Выбрать главу

Монахиням пришлось примириться, что имелась еще одна лечащая сила, над которой они не были властны. Они больше не противились его посещениям, и бдительная сестра уже не сидела на стуле рядом с ее постелью, пока он был там.

Случалось, что после ночи со снотворным, не действовавшим па псе больше, Люсьен Мари обретала покой, когда он приходил. Тогда он сидел у открытого окна и смотрел на крону дерева с вечнозелеными листьями. В окно лился солнечный свет, минуты капали, не считанные, одна за другой, в покое, передававшемся от нее к нему, от него к ней.

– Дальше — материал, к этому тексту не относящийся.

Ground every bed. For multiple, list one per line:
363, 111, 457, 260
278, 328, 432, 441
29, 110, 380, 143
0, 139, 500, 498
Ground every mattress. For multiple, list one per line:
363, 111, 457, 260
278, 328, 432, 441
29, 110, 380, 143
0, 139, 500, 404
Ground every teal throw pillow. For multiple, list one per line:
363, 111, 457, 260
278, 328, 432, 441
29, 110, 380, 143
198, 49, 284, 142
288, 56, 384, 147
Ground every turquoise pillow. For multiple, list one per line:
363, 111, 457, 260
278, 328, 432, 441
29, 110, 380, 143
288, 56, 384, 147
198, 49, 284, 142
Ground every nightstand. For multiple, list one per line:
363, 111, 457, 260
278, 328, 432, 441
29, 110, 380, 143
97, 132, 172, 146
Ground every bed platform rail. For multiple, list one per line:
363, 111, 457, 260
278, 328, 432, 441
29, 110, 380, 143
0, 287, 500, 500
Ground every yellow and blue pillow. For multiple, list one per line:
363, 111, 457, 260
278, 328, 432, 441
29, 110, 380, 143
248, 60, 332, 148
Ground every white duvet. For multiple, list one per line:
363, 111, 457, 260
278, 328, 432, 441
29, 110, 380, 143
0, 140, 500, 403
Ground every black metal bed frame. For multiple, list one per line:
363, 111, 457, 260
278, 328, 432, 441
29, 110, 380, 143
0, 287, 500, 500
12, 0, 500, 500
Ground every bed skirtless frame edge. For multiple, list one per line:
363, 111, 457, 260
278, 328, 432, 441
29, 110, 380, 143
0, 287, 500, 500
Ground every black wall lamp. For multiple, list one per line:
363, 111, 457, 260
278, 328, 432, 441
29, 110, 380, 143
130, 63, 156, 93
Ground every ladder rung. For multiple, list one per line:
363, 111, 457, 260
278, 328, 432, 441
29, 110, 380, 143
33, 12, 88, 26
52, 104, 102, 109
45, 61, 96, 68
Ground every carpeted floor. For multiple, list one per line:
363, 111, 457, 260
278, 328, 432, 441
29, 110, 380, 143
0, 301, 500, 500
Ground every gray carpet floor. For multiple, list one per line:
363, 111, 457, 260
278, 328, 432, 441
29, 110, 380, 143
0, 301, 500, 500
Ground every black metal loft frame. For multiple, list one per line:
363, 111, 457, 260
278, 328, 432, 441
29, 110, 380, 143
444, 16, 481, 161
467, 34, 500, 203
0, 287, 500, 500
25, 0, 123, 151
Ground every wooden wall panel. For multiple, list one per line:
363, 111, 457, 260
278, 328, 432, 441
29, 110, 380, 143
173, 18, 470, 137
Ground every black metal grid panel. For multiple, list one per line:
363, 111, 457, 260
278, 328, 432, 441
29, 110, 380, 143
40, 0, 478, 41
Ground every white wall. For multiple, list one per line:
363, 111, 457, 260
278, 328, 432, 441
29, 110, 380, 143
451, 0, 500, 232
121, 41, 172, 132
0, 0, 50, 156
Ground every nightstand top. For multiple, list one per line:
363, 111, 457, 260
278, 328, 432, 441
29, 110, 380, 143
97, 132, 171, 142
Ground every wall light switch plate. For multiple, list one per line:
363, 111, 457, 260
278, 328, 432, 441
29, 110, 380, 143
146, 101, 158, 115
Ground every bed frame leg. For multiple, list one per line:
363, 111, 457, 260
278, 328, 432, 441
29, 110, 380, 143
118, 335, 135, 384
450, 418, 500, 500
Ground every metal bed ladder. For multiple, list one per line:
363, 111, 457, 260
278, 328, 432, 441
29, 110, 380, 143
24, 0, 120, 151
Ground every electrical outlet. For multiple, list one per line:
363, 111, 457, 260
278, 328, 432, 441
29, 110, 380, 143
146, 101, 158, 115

Для него ощущение было ново и неожиданно, он сам себе изумлялся, но это наполняло его тишиной и спокойствием.

Однако, когда он оставался один, на него нападал страх: а мог он надеяться на то, что все будет сделано, как положено? Не следовало ли ему взять Люсьен Мари, посадить в машину и, несмотря на ее температуру, отвезти в Барселону к специалисту-хирургу, или даже просто сесть в самолет и полететь с ней в Париж?

15. История I о всемирном менторе

Однажды он отправился к доктору Стенрусу посоветоваться.

Из Сахары подули теперь теплые ветры, горные склоны зазеленели. Подснежники, оказавшиеся совсем не подснежниками, окаймляли все тропинки. На крутых склонах в полном разгаре были весенние полевые работы: загорелые худощавые мужчины в грубых синих рубахах, с черным поясом вокруг талии, пахали на мулах. И как только может здесь что-нибудь расти, на этих покрытых тонким слоем земли полях, на этой красной каменистой почве, да еще когда наступает великий летний зной?

Доктор Стенрус был опять на ногах, еще более юркий и подвижный, чем раньше Они уселись в солнечном уголке сада — еще был март, еще можно было сказать: о чудесное солнце, о друг бедняка. В Испании оно вскоре становилось врагом бедняка.

Вышла госпожа Стенрус и принесла им кофе со свежими шведскими булочками. Но от беспокойства за Люсьен Мари Давид едва мог глотать.

Доктор Стенрус отговорил его от каких-либо спасательных экспедиций. Испанский доктор производил впечатление опытного врача, а лечение воспаления оболочки сухожилия требовало терпения и времени.

Только потом Давиду пришло в голову, что такой совет доктор дал ему в рассеянности и спешке, чтобы, видимо, как можно скорее перейти к тому, что занимало его гораздо больше.

Дага взяла поднос и ушла в дом.

Туре Стенрус этого даже не заметил.

— У меня тут появился один грандиозный проект, — сказал он и начал в волнении ходить взад и вперед по каменной дорожке шагами, слишком большими для его коротеньких ножек. Волосы у него еще больше вздыбились. — Грандиозный проект. От него может зависеть будущее всего человечества.

Теперь Давид действительно раскрыл глаза. Сказать такое вполне серьезно…

Доктор Стенрус был доволен произведенным эффектом.

— Ты думаешь, это бахвальство, — ухмыльнулся он. — Скоро я докажу тебе, что это не так… Мир вот-вот скатится в пропасть…

Несколько мгновений Давид сидел ошарашенный, его заворожили сами слова. «Мир» представился ему в виде бильярдного шара, готового вот-вот свалиться в пропасть. Но где была пропасть, если не в самом мире? И как может мир витать на краю пропасти, находящейся в нем самом?

— В международной мозговой элите нас всего несколько человек…

(Не ослышался я?)

— …мы планируем духовное маки. Думаем начать с радиопередатчика свободы — пиратской радиостанции в эфире, которую мы назовем «Голос разума». В простых словах она будет обращаться к народам и правительствам…

— На каком же языке?

— На нескольких. На всех великих языках мира. Она будет разоблачать закулисные махинации политических деятелей, объяснять истинные причины происходящих событий…

— А вы сами-то их знаете?

Туре Стенрус чопорно поджал губы, его лицо и без того густо-розовое, стало на один нюанс темнее.

— Мы не берем кого попало, — возразил он высокомерно. — Это я. Это один англичанин и один американец — один бывший министр, другой крупный промышленный деятель. Есть у нас и испанец — он, кстати, оказал правительству большую услугу во время войны. Я еще не имею права называть имена, но… те люди, о которых идет речь, знают, что говорят. Их ум и саму их личность можно выразить только такими словами, как «единственный в своем роде».

Последние слова окончательно повергли Давида в шоковое состояние. Он вспомнил, кто их любил употреблять.